Dairy Australia predicts 2017/18 milk prices to close up to 15 per cent higher than the preceeding season.

“Despite some concerns around grain prices, prospects for the 2017/18 season remain positive, with average to above average seasonal conditions and rainfall expected to continue,” the report said.

“Combined with some cautious optimism regarding milk prices EBIT and overall milk production are expected to improve,” the report found.

Dairy Australia senior analyst John Droppert said dairy farmers in the southern states of Tasmania, Victoria and South Australia had enjoyed more favourable conditions recently, but results still reflect the volatility of the past 12 months.

“[The 2016/17 season] was undoubtedly a tough season for cash flow but the ability of farmers to adapt, together with generally lower hay and grain costs and better weather conditions, has helped many to generate a more positive financial result than they may have anticipated,” Mr Droppert said.

While many farm businesses are using surplus cash for debt reduction or expenses incurred from last season, the report found 89 per cent of surveyed farmers were optimistic for the 2017/18 season.

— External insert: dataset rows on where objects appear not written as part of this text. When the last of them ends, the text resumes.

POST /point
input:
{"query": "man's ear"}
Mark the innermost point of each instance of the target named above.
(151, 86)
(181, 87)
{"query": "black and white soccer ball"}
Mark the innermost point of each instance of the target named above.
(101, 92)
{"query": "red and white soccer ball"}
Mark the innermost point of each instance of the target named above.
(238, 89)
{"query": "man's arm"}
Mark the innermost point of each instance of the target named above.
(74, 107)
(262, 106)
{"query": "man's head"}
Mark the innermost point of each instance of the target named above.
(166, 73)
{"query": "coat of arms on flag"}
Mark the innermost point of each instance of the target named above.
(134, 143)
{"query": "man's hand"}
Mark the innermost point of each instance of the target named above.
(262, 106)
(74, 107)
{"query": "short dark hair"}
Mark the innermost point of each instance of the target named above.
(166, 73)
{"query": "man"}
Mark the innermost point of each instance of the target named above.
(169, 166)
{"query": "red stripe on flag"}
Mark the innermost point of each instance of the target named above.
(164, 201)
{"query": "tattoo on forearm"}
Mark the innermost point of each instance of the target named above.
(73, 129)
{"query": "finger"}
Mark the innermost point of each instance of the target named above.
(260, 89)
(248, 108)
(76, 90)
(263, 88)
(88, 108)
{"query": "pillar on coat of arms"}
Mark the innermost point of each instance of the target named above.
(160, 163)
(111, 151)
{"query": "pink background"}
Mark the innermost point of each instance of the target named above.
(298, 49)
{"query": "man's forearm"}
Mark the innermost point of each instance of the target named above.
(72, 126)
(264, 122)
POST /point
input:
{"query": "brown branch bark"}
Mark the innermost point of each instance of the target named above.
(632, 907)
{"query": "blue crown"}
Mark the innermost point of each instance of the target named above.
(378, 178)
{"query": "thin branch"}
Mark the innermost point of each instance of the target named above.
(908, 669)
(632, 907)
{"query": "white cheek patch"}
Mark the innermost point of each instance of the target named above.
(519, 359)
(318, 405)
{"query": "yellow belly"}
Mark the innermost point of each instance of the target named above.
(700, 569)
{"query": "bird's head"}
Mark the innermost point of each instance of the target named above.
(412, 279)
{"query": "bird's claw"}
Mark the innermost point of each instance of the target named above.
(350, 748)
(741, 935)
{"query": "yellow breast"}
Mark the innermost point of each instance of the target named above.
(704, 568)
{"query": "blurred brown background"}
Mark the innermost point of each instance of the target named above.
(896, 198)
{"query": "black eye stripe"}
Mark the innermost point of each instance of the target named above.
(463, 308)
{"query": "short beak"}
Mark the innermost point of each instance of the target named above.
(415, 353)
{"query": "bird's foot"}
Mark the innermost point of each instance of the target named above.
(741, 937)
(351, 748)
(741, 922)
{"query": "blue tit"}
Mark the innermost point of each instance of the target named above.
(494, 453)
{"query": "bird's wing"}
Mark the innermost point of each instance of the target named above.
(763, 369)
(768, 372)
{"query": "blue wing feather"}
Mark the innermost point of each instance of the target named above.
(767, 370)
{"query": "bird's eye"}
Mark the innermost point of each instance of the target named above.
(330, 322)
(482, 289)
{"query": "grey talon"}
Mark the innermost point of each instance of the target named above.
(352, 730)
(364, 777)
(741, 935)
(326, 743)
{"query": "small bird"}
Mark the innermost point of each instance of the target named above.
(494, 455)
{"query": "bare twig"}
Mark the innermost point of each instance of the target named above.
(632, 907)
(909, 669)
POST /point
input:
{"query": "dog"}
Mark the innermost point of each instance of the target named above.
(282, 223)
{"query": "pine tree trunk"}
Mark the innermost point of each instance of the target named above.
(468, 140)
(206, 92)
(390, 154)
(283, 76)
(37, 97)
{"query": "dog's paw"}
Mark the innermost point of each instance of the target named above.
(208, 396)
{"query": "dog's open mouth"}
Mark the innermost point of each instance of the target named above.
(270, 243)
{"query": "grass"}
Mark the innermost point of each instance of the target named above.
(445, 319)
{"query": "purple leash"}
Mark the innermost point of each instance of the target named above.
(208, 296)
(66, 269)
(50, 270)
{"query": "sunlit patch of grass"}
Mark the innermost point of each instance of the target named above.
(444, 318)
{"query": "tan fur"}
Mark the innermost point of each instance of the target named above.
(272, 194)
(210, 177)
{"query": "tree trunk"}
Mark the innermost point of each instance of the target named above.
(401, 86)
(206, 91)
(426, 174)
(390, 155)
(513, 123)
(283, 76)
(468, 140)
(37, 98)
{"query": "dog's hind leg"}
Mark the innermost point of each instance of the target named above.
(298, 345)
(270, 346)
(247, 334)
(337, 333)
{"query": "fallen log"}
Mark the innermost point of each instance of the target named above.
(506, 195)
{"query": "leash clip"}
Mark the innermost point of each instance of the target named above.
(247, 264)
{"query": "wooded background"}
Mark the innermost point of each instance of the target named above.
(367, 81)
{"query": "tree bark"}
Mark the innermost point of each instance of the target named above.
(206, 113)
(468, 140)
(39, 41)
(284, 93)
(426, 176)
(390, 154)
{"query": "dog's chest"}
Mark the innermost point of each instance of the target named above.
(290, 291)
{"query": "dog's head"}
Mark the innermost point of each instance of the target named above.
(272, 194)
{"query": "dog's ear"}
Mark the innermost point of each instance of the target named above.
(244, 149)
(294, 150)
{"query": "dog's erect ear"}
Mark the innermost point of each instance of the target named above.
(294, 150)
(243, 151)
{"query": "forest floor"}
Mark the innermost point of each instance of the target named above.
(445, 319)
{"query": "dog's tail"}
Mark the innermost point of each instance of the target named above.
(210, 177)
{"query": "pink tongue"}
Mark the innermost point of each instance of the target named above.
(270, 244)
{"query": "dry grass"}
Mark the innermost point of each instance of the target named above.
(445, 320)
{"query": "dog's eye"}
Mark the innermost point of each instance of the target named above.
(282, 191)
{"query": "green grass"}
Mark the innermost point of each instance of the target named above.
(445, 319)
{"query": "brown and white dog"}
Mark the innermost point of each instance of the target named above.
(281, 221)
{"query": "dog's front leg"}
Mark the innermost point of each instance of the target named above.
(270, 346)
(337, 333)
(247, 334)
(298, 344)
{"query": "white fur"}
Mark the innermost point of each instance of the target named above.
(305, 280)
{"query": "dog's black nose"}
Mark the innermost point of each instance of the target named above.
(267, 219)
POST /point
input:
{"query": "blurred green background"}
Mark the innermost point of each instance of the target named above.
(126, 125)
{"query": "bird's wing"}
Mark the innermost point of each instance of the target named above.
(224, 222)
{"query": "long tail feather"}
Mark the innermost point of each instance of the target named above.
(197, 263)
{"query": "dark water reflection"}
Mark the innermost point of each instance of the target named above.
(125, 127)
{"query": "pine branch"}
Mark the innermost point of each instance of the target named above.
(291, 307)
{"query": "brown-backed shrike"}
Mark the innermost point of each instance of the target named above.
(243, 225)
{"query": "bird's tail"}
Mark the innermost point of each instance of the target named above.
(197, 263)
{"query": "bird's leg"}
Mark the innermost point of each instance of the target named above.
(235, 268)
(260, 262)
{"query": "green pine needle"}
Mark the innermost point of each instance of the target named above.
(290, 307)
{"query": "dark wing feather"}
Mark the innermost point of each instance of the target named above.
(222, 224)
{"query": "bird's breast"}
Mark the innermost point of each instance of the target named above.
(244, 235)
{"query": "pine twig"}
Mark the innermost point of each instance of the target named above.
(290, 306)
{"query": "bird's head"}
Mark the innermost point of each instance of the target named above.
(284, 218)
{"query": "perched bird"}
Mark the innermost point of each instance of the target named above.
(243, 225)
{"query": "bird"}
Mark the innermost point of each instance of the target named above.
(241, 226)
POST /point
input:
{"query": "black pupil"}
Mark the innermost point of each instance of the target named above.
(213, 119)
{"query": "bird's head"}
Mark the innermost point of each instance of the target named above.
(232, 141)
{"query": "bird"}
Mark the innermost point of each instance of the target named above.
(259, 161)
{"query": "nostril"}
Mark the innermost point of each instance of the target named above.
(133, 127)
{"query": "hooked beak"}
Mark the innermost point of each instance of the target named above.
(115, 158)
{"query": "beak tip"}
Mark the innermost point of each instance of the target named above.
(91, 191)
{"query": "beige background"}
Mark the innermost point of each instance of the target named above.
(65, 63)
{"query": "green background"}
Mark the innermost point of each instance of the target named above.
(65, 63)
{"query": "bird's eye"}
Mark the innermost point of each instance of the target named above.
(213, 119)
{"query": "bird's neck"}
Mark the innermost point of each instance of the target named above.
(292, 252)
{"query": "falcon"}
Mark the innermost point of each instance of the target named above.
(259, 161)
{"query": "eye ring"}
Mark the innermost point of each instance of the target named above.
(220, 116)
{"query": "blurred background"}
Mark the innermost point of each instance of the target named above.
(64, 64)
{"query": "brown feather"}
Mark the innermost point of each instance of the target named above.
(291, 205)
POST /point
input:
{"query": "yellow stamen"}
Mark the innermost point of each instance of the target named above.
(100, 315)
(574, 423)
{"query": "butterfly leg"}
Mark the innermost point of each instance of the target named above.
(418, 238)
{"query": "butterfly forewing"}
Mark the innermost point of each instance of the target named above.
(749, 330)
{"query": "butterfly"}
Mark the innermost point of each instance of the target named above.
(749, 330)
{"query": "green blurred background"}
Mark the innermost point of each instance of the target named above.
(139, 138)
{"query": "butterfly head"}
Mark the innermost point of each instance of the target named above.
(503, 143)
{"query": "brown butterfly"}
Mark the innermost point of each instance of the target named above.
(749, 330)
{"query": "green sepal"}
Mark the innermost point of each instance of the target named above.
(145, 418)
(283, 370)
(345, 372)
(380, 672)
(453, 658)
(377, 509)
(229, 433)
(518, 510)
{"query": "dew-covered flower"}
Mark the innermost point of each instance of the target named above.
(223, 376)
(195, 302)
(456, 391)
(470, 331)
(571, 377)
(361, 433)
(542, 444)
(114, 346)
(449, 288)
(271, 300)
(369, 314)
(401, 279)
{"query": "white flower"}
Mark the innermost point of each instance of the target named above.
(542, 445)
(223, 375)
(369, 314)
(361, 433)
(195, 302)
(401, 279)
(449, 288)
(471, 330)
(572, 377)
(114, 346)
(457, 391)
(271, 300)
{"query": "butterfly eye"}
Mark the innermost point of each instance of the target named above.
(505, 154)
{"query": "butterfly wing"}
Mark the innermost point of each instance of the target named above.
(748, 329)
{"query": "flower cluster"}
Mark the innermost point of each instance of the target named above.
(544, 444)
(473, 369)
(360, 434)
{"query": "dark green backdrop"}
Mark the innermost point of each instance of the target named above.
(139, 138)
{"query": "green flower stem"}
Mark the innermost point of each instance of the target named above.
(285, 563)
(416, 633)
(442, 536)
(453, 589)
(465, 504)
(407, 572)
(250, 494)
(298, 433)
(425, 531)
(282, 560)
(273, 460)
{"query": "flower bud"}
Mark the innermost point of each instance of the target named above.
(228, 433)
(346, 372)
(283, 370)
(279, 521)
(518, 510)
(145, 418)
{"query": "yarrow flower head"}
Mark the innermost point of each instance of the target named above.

The combination of contained input costs and improvements for farmgate milk prices points to expected growth in milk volumes in the southern states.

“Dairy Australia’s forecast for 2017/18 milk production remains a growth range of between 2 and 3 per cent on the 2016/17 total of 9.02 billion litres,” Mr Droppert said.

“This implies a forecast total of around 9.2 billion litres for 2017/18,” he said.

International commodity prices show balance between supply and demand and the situation has not changed over the past few months.

“Butter prices are near record levels, whilst skim milk powder values continue to be suppressed by the large volumes held in European public storage,” the report found.

“Most other products remain somewhere closer to ‘average’, and the combination of reasonable demand and re-emergent supply suggest they are likely to remain so,” the report said.